ちょっといいお菓子屋さんで、ずいぶんぶりに、金平糖を買ってみた。


金平糖は、食べることのできる、宝石。

金平糖は、食べることのできる、お星様。

金平糖は、食べることのできる、たから物。


金平糖は夜空に輝く星のかけら。

金平糖は私の大好きなお菓子。


大切に大切に、一粒一粒美味しくいただこう。

大きめのビンを買ったから、しばらく楽しめる。

このビンが空になる頃、私は何をしているかな。


ずいぶん昔、私に金平糖をくれた人がいた。

ずいぶんおしゃれな、瓶入りの金平糖。


「コレはね、空から落ちてきた飛び切りのお菓子なんだよ。
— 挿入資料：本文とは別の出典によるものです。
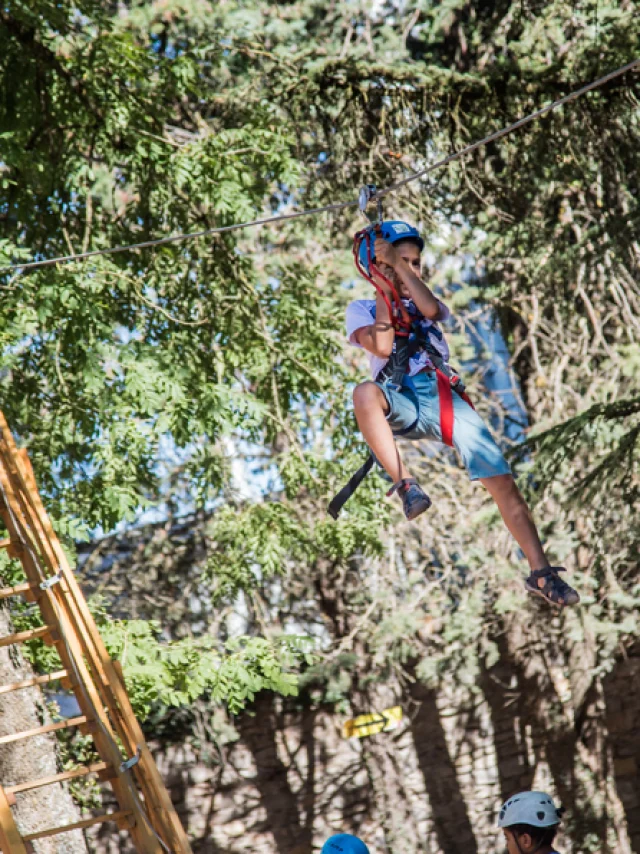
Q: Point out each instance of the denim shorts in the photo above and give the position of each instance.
(414, 412)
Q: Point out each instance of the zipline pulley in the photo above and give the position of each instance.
(369, 193)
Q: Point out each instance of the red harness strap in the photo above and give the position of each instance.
(445, 396)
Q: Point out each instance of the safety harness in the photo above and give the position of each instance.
(408, 340)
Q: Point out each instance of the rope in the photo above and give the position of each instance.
(163, 241)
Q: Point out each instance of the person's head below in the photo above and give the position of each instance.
(344, 843)
(529, 821)
(409, 244)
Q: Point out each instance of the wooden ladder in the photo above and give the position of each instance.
(144, 806)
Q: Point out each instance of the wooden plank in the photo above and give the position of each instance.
(10, 839)
(84, 771)
(21, 637)
(6, 592)
(30, 522)
(78, 825)
(37, 680)
(42, 730)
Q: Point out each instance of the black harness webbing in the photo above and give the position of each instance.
(347, 491)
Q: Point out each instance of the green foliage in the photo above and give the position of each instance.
(177, 673)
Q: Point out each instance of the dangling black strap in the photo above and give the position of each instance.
(347, 491)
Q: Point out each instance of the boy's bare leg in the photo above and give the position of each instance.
(371, 408)
(517, 517)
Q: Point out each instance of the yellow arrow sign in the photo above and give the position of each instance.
(372, 724)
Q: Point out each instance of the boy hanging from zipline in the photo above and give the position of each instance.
(415, 394)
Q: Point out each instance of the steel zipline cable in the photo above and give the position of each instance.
(339, 206)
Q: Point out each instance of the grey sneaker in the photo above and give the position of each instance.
(554, 590)
(414, 499)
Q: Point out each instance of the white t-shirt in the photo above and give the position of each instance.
(362, 312)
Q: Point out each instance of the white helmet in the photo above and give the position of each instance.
(533, 808)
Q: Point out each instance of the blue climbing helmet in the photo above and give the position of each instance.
(344, 843)
(392, 230)
(533, 808)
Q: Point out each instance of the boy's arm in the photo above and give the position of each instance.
(426, 302)
(378, 337)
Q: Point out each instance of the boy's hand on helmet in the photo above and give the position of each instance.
(385, 253)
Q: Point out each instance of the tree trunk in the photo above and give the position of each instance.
(49, 806)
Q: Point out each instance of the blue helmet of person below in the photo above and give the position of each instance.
(344, 843)
(392, 231)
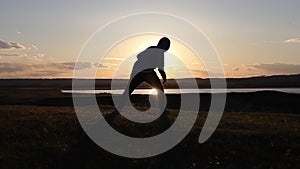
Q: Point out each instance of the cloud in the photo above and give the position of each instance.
(11, 45)
(11, 67)
(292, 40)
(71, 65)
(34, 47)
(236, 69)
(278, 67)
(11, 54)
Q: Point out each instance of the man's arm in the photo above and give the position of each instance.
(163, 75)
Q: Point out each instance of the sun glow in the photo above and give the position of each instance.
(153, 92)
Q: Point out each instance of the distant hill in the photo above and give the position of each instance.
(275, 81)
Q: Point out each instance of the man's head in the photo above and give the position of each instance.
(164, 43)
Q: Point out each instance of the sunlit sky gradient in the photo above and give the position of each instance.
(42, 39)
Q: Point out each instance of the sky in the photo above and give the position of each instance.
(43, 39)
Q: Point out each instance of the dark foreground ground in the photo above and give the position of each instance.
(39, 129)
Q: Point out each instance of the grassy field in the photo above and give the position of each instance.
(51, 137)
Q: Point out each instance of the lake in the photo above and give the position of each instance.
(177, 91)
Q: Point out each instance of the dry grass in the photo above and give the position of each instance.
(51, 137)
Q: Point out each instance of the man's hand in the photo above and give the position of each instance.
(163, 75)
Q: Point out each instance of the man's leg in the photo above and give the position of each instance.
(154, 81)
(132, 84)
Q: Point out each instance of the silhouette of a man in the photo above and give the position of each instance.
(148, 60)
(143, 70)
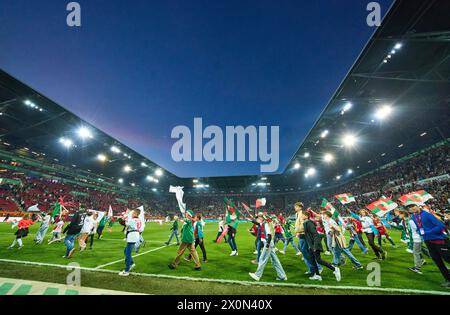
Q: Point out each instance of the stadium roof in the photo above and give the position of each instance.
(393, 102)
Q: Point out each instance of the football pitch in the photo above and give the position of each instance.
(221, 275)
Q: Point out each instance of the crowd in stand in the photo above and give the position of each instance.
(391, 181)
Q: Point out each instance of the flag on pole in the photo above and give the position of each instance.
(415, 198)
(382, 206)
(179, 193)
(329, 207)
(110, 212)
(260, 203)
(345, 198)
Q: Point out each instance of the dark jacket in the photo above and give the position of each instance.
(312, 237)
(76, 224)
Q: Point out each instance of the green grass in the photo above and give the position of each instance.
(394, 272)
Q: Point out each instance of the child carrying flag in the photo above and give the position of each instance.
(23, 225)
(57, 230)
(174, 231)
(187, 242)
(268, 252)
(133, 226)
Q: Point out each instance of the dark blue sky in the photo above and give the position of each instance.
(136, 69)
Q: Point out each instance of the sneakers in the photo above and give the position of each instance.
(416, 270)
(337, 273)
(316, 277)
(254, 276)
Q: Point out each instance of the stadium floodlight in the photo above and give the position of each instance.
(102, 158)
(84, 133)
(349, 140)
(66, 142)
(127, 168)
(328, 157)
(383, 112)
(115, 149)
(324, 134)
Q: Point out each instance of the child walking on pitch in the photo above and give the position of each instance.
(174, 231)
(268, 252)
(133, 226)
(22, 231)
(187, 242)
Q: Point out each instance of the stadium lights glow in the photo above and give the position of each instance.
(102, 157)
(328, 158)
(115, 149)
(383, 112)
(127, 168)
(349, 140)
(324, 134)
(66, 142)
(84, 133)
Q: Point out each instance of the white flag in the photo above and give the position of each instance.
(34, 208)
(179, 193)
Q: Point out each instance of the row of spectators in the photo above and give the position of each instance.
(391, 181)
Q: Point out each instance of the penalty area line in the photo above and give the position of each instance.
(240, 282)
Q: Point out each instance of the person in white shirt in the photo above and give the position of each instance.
(57, 231)
(417, 241)
(88, 225)
(45, 224)
(133, 227)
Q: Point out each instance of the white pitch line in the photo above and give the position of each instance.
(240, 282)
(137, 255)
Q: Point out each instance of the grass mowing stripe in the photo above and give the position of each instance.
(247, 283)
(5, 287)
(134, 256)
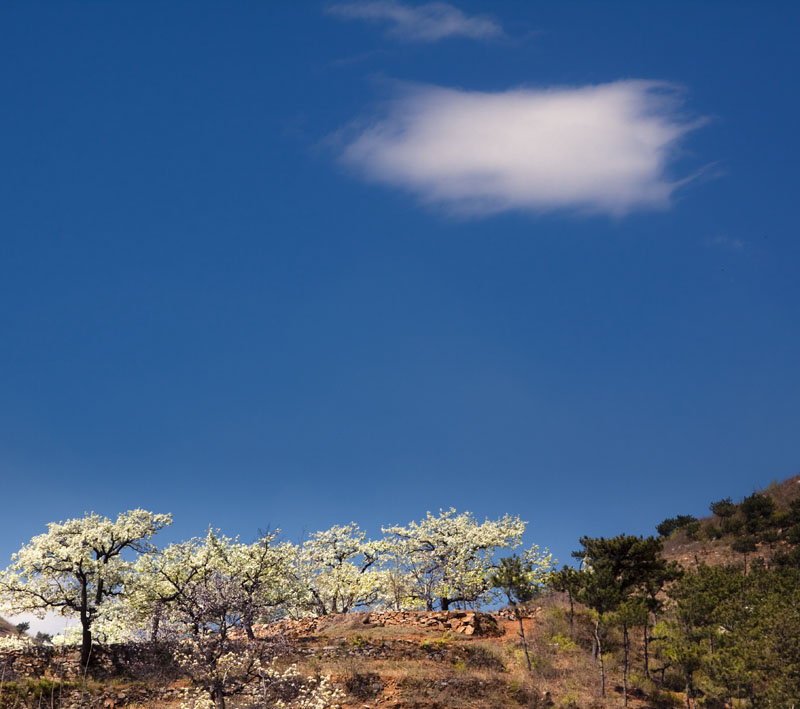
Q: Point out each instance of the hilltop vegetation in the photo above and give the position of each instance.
(272, 624)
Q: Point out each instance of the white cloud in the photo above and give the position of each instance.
(603, 148)
(422, 23)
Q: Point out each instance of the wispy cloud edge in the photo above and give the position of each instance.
(430, 22)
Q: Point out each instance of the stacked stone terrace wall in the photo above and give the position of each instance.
(469, 623)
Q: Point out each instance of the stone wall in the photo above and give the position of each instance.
(469, 623)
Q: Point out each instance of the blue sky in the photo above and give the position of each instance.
(295, 264)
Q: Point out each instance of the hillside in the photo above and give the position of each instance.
(741, 640)
(709, 540)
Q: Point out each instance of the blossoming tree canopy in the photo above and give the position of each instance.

」


そう教えてもらったから、金平糖は私にとって特別なお菓子になった。


ここ一番のがんばり時に、金平糖の力を借りた。

新しい何かに飛び込む前に、金平糖の力を借りた。

落ち込んで浮上できない時に、金平糖の力を借りた。


金平糖はいつだって、私に力を与えてくれた。


優しい甘さを口の中で転がしながら、ただ物事に思いを寄せる。

甘さを感じながら、自分のすべき事を模索する。

甘さを堪能し終える頃に、自分の中の指針が決まる。


金平糖はいつだって、私に考える時間をくれた。

金平糖はいつだって、私に決定する勇気をくれた。


金平糖が特別なお菓子なんだと教えてくれた人は、空の星になってしまった。


ずいぶん悲しくて、ずいぶん金平糖のお世話になったけれど。


思い出は、遠い記憶になった。


金平糖の力を借りなくなった私は、ずいぶん無気力だったに違いない。

金平糖の秘密を教えてくれたあの人も、空の上で心配していたに違いない。


金平糖のビンのふたを開けて、一粒取り出し、口に入れた。


…優しい甘さが口の中に広がる。


あの頃と変わらない、優しい甘さ。

あの頃私が縋った、優しい甘さ。


ポロリと一粒、涙がこぼれた。


…この涙は。


あの時流した、悲しい涙では、ない。


久しぶりに食べた金平糖の甘さに。

幸せを感じて、思わずこぼれた、だけ。


思いがけずこぼれた涙におどろいた私は、金平糖のビンを倒してしまった。


ふたの開いていた瓶から、色とりどりの金平糖がこぼれる。


金平糖を、ひと粒づつ摘んで、瓶に戻す。


戻すたびに、一粒、一粒。


こぼれる、涙。


こぼれた金平糖をすべて瓶に戻しても、涙は止まらない。


口の中の金平糖が、すうと溶けてなくなる頃、私の涙はようやく止まった。


甘い、甘い金平糖。


私には、まだ少し、食べる準備が整っていないみたい。

私には、まだ少し、時間が必要みたい。


あの頃泣きながら食べた、瓶入りの金平糖。


このひと瓶を食べ終わる頃には、涙はもう出なくなっているはず。

そう信じて食べた、あの金平糖。


あのひと瓶を食べ終わった後、私は涙を流さなくなった。

だから、もう、大丈夫だと思っていたのに。


あの時泣きながら食べた記憶が、涙を呼んだのかもしれない。


明日また一粒食べたら、涙はこぼれるのだろうか。

こぼれないかもしれない、こぼれるかもしれない。


けれど。


このひと瓶を食べ終わる頃には。


金平糖は、私の涙を誘うものでなくなっていることを願って。

金平糖が、私の特別なお菓子に戻っていることを願って。


私は金平糖の瓶を、戸棚の奥のほうに忍ばせる。

涙が出なくなったら、テーブルに出そうと決めて。


明日、一粒だけ、食べてみよう。


涙は出るのか、出ないのか。

明日にならなければ、分からない。

涙が出なくなる日が、いつになるのか、分からない。


いつになるのか分からないけれど。

金平糖は、優しい甘さのまま、瓶の中できらきらと輝いているから。

金平糖は、優しい甘さのまま、戸棚の奥でじっと待っていてくれるから。



明日もまた。


一粒だけ。


そう、心に決めて、私は戸棚の扉をそっと閉めた。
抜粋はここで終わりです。